This might be a very simple thing for you gurus, but I'm not familiar with C#4 and INTEROP. Therefore, I'm stumped. Here's my problem.
I have a excel column that has duplicate data and I want to trim it down to only unique values. Here's what the data looks like:
ColA ColB
10 Adam
12 Jane
14 Adam
18 Adam
20 Eve
So, in the end I just want unique names from ColB:
Adam
Jane
Eve
I know that I can do this by getting all those values into a List and then adding the Distinct functionality to it. But I think I'm doing something wrong. Anyway, here's my program:
Application XLApp = new Microsoft.Office.Interop.Excel.Application();
var XLBook = XLApp.Workbooks.Open(@"c:\temp\Test.xls", ReadOnly: false);
// Grab the 1st sheet
var XLSheet = (Microsoft.Office.Interop.Excel.Worksheet)XLBook.Worksheets.get_Item(1);
XLApp.Visible = true;
// I think I need help with the following lines
IEnumerable<string> myCol = XLApp.Range["B2", XLApp.Range["B2"].End[XlDirection.xlDown]].Select();
myCol.ToList().Distinct();
XLBook.Close(false, System.Reflection.Missing.Value, System.Reflection.Missing.Value);
((_Application)XLApp).Quit();
System.Runtime.InteropServices.Marshal.ReleaseComObject(XLApp);
How do I go about doing this using C#4 against Excel?
Thanks in advance.
You can use LinqToExcel to easily get the distinct values in a column
var excel = new ExcelQueryFactory("worksheetFileName");
var distinctNames = (from row in excel.WorkSheet()

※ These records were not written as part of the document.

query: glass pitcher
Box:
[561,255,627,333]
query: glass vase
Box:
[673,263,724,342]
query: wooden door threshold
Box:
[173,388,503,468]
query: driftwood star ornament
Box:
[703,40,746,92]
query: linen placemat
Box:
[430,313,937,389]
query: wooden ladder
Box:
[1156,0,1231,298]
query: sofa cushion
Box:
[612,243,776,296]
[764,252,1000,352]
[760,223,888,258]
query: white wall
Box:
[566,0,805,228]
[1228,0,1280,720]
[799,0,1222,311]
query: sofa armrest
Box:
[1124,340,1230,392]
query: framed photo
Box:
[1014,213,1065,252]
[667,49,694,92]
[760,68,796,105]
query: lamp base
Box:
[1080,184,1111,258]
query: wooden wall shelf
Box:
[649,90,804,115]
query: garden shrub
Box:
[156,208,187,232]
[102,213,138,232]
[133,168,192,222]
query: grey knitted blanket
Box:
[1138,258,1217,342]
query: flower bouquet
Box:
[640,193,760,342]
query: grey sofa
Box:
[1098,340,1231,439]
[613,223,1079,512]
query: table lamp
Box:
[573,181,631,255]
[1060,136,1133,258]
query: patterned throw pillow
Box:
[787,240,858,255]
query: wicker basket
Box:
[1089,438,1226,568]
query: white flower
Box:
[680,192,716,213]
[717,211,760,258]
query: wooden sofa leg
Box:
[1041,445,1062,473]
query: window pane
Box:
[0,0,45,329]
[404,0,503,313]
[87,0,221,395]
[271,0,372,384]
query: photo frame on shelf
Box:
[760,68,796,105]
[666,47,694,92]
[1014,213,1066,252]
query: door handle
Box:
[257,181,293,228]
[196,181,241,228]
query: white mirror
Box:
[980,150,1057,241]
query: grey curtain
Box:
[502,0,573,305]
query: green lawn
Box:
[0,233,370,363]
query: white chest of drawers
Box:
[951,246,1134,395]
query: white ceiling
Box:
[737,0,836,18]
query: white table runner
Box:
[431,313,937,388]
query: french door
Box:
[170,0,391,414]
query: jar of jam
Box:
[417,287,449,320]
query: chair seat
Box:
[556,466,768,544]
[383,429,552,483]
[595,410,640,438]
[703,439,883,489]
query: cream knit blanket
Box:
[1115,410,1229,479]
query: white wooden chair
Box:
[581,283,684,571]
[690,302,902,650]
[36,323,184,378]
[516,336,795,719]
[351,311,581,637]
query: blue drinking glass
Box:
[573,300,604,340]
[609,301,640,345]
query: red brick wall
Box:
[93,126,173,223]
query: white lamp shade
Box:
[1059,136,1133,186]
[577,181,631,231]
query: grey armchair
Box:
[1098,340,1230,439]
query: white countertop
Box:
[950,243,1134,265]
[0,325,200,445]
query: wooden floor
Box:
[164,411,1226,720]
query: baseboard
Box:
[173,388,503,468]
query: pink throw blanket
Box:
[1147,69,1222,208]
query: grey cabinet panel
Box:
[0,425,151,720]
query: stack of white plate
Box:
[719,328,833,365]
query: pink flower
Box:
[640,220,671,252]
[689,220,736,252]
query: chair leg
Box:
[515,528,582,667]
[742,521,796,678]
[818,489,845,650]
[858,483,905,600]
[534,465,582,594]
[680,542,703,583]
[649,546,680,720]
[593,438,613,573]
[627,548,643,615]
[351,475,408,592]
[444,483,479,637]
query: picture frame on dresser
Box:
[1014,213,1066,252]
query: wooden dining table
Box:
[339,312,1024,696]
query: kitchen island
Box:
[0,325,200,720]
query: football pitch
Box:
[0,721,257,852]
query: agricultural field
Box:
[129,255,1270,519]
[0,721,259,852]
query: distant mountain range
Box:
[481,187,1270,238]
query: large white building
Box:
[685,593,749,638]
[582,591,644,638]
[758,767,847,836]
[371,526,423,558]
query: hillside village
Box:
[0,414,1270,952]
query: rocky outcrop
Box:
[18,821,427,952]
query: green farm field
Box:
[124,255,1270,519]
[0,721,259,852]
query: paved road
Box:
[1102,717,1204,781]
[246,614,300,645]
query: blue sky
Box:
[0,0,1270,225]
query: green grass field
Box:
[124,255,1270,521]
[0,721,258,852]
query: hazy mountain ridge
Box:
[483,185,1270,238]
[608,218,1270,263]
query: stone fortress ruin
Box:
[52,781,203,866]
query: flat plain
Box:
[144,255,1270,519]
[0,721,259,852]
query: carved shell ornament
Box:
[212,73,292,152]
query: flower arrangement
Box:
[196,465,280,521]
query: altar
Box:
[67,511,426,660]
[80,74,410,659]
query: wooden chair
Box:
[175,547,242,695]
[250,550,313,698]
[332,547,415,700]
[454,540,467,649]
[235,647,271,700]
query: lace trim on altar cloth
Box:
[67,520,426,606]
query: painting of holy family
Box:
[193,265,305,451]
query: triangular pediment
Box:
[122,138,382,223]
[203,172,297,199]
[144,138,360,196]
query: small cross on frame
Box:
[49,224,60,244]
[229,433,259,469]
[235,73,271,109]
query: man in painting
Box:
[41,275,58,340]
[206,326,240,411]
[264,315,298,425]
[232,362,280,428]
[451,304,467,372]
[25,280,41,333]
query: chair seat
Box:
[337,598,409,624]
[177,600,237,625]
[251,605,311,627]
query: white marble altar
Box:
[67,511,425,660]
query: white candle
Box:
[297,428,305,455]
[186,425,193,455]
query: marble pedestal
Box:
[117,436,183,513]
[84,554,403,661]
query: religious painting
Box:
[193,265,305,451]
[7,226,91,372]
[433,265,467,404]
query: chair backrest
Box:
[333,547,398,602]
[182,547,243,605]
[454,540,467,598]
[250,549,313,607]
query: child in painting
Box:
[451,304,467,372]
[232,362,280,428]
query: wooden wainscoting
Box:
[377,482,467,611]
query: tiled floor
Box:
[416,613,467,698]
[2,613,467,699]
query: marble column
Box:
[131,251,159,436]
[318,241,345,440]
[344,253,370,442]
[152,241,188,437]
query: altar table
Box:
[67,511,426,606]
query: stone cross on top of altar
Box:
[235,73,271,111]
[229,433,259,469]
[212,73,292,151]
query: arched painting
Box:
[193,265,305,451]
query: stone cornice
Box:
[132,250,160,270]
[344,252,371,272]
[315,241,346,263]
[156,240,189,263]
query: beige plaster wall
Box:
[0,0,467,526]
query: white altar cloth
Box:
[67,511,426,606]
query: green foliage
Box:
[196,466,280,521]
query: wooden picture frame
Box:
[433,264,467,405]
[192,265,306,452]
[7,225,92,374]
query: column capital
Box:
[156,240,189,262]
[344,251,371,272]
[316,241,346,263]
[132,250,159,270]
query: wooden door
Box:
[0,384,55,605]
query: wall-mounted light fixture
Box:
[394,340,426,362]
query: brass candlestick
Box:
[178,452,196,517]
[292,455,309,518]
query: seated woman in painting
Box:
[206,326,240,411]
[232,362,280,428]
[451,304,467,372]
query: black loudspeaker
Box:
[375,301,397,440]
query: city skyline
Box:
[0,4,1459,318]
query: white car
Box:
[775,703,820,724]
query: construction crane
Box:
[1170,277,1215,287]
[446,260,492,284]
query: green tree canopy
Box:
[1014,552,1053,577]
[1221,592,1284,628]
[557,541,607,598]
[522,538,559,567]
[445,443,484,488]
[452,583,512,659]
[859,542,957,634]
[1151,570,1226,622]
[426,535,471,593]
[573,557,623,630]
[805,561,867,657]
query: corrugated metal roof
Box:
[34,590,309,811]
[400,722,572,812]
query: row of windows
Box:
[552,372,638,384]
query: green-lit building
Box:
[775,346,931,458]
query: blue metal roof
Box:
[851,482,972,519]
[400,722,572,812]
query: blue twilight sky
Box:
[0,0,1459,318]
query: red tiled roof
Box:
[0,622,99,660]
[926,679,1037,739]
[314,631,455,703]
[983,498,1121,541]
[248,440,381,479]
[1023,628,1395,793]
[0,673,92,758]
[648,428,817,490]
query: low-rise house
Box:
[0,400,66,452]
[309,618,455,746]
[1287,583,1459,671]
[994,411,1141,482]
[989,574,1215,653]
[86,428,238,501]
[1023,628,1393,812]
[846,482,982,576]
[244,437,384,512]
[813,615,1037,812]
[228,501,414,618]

select row["ColB"]).Distinct()
EDIT:
To use Distinct
in LinqToExcel, you have to use a class that corresponds to the row data.
public class WorksheetRow
{
public string ColA { get; set; }
public string ColB { get; set; }
}
var excel = new ExcelQueryFactory("worksheetFileName");
var distinctNames = (from row in excel.WorkSheet<WorksheetRow>()
select row.ColB).Distinct()
LinqToExcel built-in distinct() supports single property. I use below to distinct on more than one columns:
- Move it to memory, .AsEnumerable().
- Use struct (c#), not class. struct is a value type, class is not.
public struct RowStruct
{
public string C1 {get; set;}
public string C2 {get; set;}
public int C3 {get; set;}
}
public class RowClass // class is NOT distinct friendly
{
public string C1 {get; set;}
public string C2 {get; set;}
public int C3 {get; set;}
}
void Main()
{
var excel = new ExcelQueryFactory(@"C:\Temp\a.xlsx");
var qs = from c in excel.Worksheet<RowStruct>("Sheet1") select c;
Console.WriteLine ("struct distinct is:{0}",
qs.AsEnumerable().Distinct().Count());
var qc = from c in excel.Worksheet<RowClass>("Sheet1") select c;
Console.WriteLine ("class distinct is:{0}",
qc.AsEnumerable().Distinct().Count());
}
My a.xlsx has duplicate data, here is my result:
struct distinct is:235
class distinct is:329
In Excel, select the column, go to..
Data > Remove Duplicates
This leaves you with the unique values.